Net asset values aren't best way to compare funds

I am trying to compare Fidelity Spartan 500 Index with Vanguard 500 Index. Why are the NAVs (net asset values) for these two funds so different? Their expenses and holdings are pretty similar.

It's good to see you are comparison-shopping. But, it turns out, focusing on NAVs won't tell you much about a fund.


A fund's NAV is its "price per share." To calculate NAV, the fund company adds together the underlying value of all the securities in a fund's portfolio, subtracts the fund's expenses and then divides by the number of fund shares.

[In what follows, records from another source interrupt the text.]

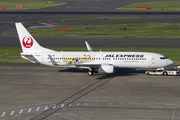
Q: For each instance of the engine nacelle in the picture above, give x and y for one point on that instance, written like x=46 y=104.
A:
x=102 y=69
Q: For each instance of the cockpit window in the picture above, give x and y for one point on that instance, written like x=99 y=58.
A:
x=162 y=58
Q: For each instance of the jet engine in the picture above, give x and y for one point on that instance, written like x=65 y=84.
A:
x=102 y=69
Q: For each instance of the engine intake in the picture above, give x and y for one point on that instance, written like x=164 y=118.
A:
x=102 y=69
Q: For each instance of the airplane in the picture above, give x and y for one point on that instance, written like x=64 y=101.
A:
x=100 y=62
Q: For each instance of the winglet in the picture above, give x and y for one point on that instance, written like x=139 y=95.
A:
x=89 y=47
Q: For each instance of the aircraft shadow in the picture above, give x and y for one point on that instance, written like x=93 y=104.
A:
x=119 y=72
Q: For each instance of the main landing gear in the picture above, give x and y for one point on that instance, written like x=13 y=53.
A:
x=90 y=72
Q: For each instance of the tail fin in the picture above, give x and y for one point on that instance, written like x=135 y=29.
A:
x=28 y=43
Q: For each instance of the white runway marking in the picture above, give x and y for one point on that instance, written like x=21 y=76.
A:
x=20 y=111
x=3 y=114
x=37 y=108
x=29 y=109
x=12 y=112
x=54 y=106
x=46 y=108
x=62 y=105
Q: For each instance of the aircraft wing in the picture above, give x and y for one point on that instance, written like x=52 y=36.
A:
x=93 y=65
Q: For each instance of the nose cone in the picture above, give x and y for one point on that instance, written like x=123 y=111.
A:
x=170 y=62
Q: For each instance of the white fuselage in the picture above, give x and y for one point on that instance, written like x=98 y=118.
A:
x=117 y=59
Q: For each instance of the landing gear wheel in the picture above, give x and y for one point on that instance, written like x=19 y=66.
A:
x=166 y=73
x=90 y=73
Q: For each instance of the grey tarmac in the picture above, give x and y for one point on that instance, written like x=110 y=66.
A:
x=69 y=93
x=29 y=91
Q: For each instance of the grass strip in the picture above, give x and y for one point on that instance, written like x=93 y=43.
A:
x=100 y=18
x=11 y=55
x=144 y=30
x=11 y=5
x=168 y=5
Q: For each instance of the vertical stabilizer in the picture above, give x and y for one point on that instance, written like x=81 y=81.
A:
x=28 y=43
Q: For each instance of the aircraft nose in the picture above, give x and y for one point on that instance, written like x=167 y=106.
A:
x=170 y=62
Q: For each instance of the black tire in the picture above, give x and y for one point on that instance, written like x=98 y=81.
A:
x=90 y=73
x=147 y=73
x=165 y=73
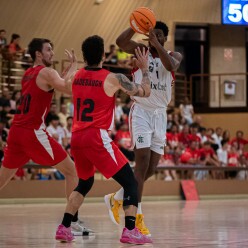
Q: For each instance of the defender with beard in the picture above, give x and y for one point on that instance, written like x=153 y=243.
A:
x=147 y=119
x=28 y=138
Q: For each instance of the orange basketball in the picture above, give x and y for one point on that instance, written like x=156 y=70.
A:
x=142 y=19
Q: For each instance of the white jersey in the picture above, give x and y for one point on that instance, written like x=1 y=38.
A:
x=161 y=81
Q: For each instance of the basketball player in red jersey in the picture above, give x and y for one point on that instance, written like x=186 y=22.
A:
x=93 y=92
x=28 y=138
x=147 y=119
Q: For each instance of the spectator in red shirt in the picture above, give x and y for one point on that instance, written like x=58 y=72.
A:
x=193 y=134
x=195 y=153
x=208 y=157
x=183 y=137
x=226 y=135
x=14 y=46
x=233 y=161
x=173 y=137
x=239 y=142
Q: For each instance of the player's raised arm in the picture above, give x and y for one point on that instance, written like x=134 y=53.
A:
x=171 y=61
x=125 y=42
x=121 y=82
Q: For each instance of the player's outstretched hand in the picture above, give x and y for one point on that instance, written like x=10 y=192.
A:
x=141 y=59
x=71 y=56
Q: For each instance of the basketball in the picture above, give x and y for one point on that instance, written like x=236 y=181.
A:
x=142 y=19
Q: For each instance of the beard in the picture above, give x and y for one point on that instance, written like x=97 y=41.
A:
x=46 y=63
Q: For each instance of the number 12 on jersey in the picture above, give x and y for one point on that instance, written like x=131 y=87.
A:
x=88 y=107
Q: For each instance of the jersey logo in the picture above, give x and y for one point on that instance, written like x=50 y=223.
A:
x=151 y=67
x=140 y=139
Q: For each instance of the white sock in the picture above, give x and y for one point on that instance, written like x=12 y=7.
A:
x=119 y=195
x=139 y=210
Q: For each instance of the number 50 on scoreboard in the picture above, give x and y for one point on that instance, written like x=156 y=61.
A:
x=235 y=12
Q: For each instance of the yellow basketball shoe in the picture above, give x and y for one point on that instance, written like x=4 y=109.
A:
x=140 y=224
x=113 y=207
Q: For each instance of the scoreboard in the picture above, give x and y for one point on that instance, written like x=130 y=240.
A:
x=235 y=12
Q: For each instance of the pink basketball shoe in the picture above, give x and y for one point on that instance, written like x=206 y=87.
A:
x=64 y=234
x=134 y=237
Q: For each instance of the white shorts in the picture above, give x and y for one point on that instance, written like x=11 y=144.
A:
x=148 y=128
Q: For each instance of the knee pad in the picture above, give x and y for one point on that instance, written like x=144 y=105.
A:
x=84 y=186
x=131 y=193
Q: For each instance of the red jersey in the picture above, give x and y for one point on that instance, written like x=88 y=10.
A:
x=233 y=159
x=239 y=143
x=173 y=138
x=34 y=102
x=184 y=138
x=194 y=137
x=203 y=153
x=92 y=107
x=124 y=137
x=195 y=153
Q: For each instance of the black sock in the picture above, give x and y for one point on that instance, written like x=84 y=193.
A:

Armed with a definition of NAV, let's return to the question. As their names suggest, Fidelity Spartan 500 Index (FSMKX) and Vanguard 500 Index (VFINX) are index funds that mimic the S&P; 500. As a result, the funds should own identical stocks and behave nearly identically.


Very different NAVS

But these two funds have very different NAVs. As of the end of June, Fidelity Spartan 500 Index had an NAV of $67.25, while Vanguard 500 Index had an NAV of $90.02. What gives? With its lower NAV, is Fidelity Spartan 500 an inferior performer? Or is Fidelity Spartan 500 Index a better bargain because its NAV is lower?

The answer to both questions is a resounding "no." In fact, the funds' differing NAVs don't mean much of anything. Their NAVs are different because of a couple of logistical issues.

For one thing, the Fidelity Spartan fund and the Vanguard fund started at different times and at different initial NAVs. (There are no set standards for what a fund's starting NAV must be, but $10 is common.)

According to our data, Fidelity Spartan 500 Index began life in 1990 at an initial NAV of $25. Vanguard 500 started way back in 1976 at an NAV of $14.14. Those different starting points will mean that the funds won't necessarily share the same exact NAV at any time.

Different timing

Moreover, a fund's NAV can fall if a fund pays out capital gains. Thus, funds can follow identical strategies - as these two index funds do - but the timing of purchases and sales may not be exactly the same. This can result in one fund paying out a capital gain while the other does not. As a result, the funds' NAVs may differ somewhat.

Instead of using NAVs to compare the two funds' performance, you should use total returns. Total returns give investors a much clearer picture of how two similar funds perform over time.


Over the trailing 10 years through June 30, Vanguard 500 has returned 9.97 percent, while Fidelity Spartan 500 has returned 9.80 percent. Thus the performance difference is actually pretty small - although the Vanguard fund does enjoy a slight lead.

In its early years, the Fidelity fund was somewhat more expensive, which might explain why it has lagged behind the Vanguard 500 fund.

Futures strategy

Moreover, Vanguard 500's manager, Gus Sauter, has managed his fund's small cash stake using futures, which has sometimes helped him to meet - or even beat - his benchmark. Together, these factors have given the Vanguard 500 a small leg up over the Fidelity fund, although both are good, low-cost index options.

In general, investors should focus more on total returns than NAVs when evaluating mutual funds' performance. And, of course, investors should also consider such issues as expenses, manager tenure, investing style, volatility and after-tax results.